How can I make this not happen?
I tried setting the config options, but "OGR_FORCE_ASCII" is only used by certain drivers and processes. Similarly, I cannot find a Translate option that would appear to take care of this.
This is kind of a major thing. If I absolutely have to, I suppose I can get the strings from the original data, but that will majorly slow things down, not to mention complicate things.
Thanks
Edit it appears that this is dependent on the source; I have no problems going from fGDB to fGDB, but the real data is in an MDB.
It seems that pyodbc can read it just fine, which is super frustrating, since I can't figure out how to get it into a different format without having to download a new driver, which doesn't work if trying to distribute this workflow to various users (unless ?)
For context, this is what gdal is showing me for the strings
bytearray(b'S\xbdNE\xbc')
I'm not sure how some things can read these correctly as fractions but not others?
I was able to convert that string to hex, which I fed to a converter online and got the desired output, and then the converter immediately broke when I tried doing it again.
53bd4e45bc
putting that string with the fractions in to the same converter gives me this
53 c2 bd 4e 45 c2 bc
As you can see, I'm missing some stuff here.
Doing a bytes.fromhex().decode() fails because of an "invalid start byte".
Kind of out of ideas here, so if anyone has any I'd really appreciate it
Okay, with the help of this post I'm able to read it alright.
import codecs
inmdb = ogr.Open(in_ds)
sql = "Select TextString from LDAnno"
res = inmdb.ExecuteSQL(sql)
for r in res:
t = r.GetFieldAsBinary(0).hex()
t = codecs.decode(t, "hex").decode('dbcs')
print(t)
S½NE¼ W½SE¼ E½SW¼ E½SW¼ W½NE¼ W½NE¼ S½NW¼ N½SW¼
The question remains of how do I force gdal to use that reading instead of doing its own thing?
https://github.com/OSGeo/gdal/blob/9d2c301cb3e18d2fea3af32652d0a31de0447e10/apps/ogr2ogr_lib.cpp#L90
https://gdal.org/en/stable/doxygen/classCPLStringList.html
Seems like they're using a char array for strings?

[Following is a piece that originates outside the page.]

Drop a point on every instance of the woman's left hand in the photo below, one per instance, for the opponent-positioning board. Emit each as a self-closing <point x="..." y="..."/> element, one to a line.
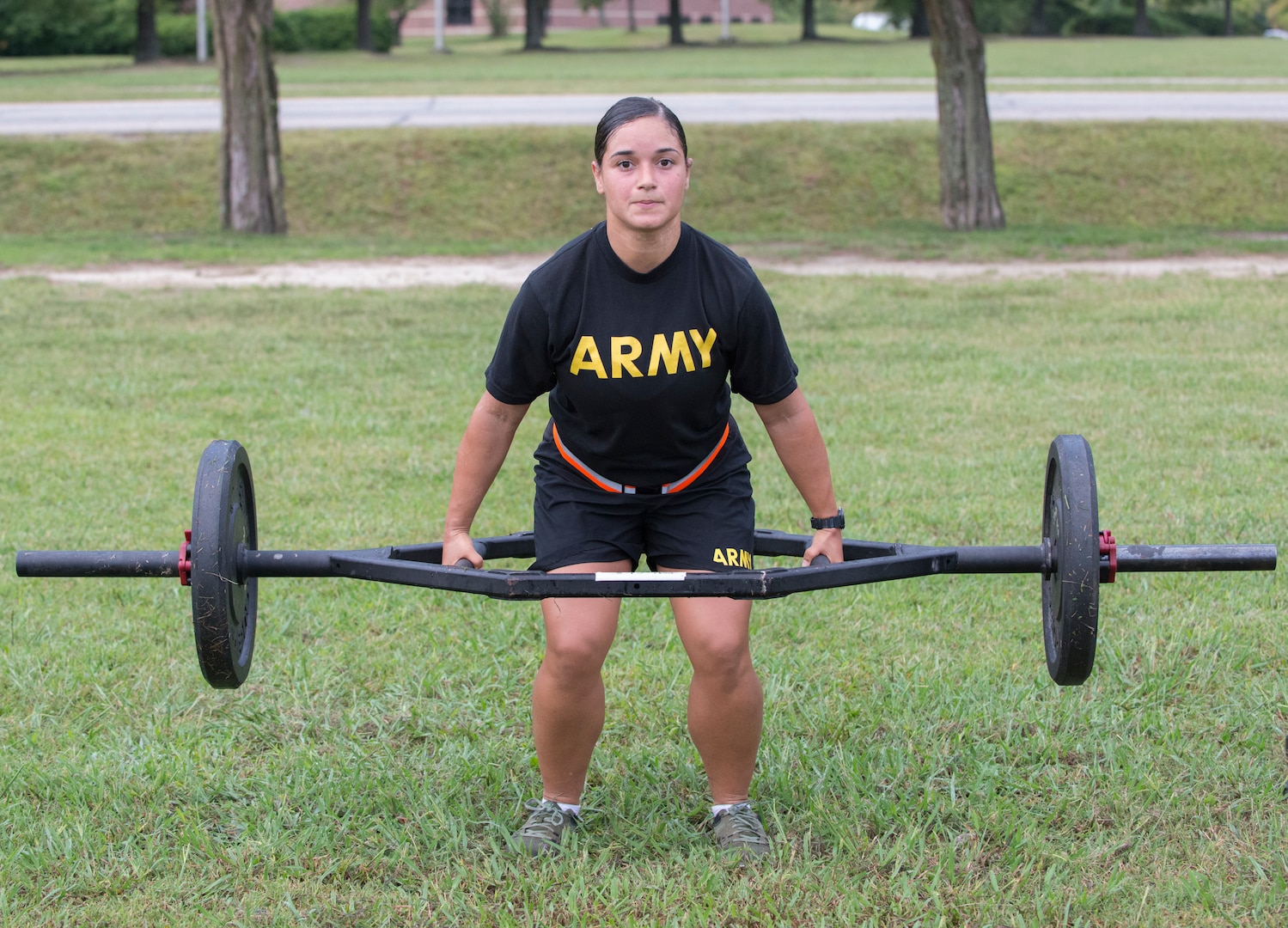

Could be that the source data isn't properly encoded, or is encoded as something that isn't utf-8 (latin1? cp1252?)
You're really having a lot of fun issues with encoding lately huh
It's ANSI, it appears.
I'm looking at finding all text fields, cycling through them, and then going through with an update cursor on the final product to update them to the correct values. Not 100% on how I'm going to do all that (for reasons I don't really want to get into I had to create a new unique ID field for each table during the Translate() process), but we're going to try. It'd be fine if they just brought over the values as-is and Pro couldn't read them, but they evaluate them for utf-8, freak out, and then change the values.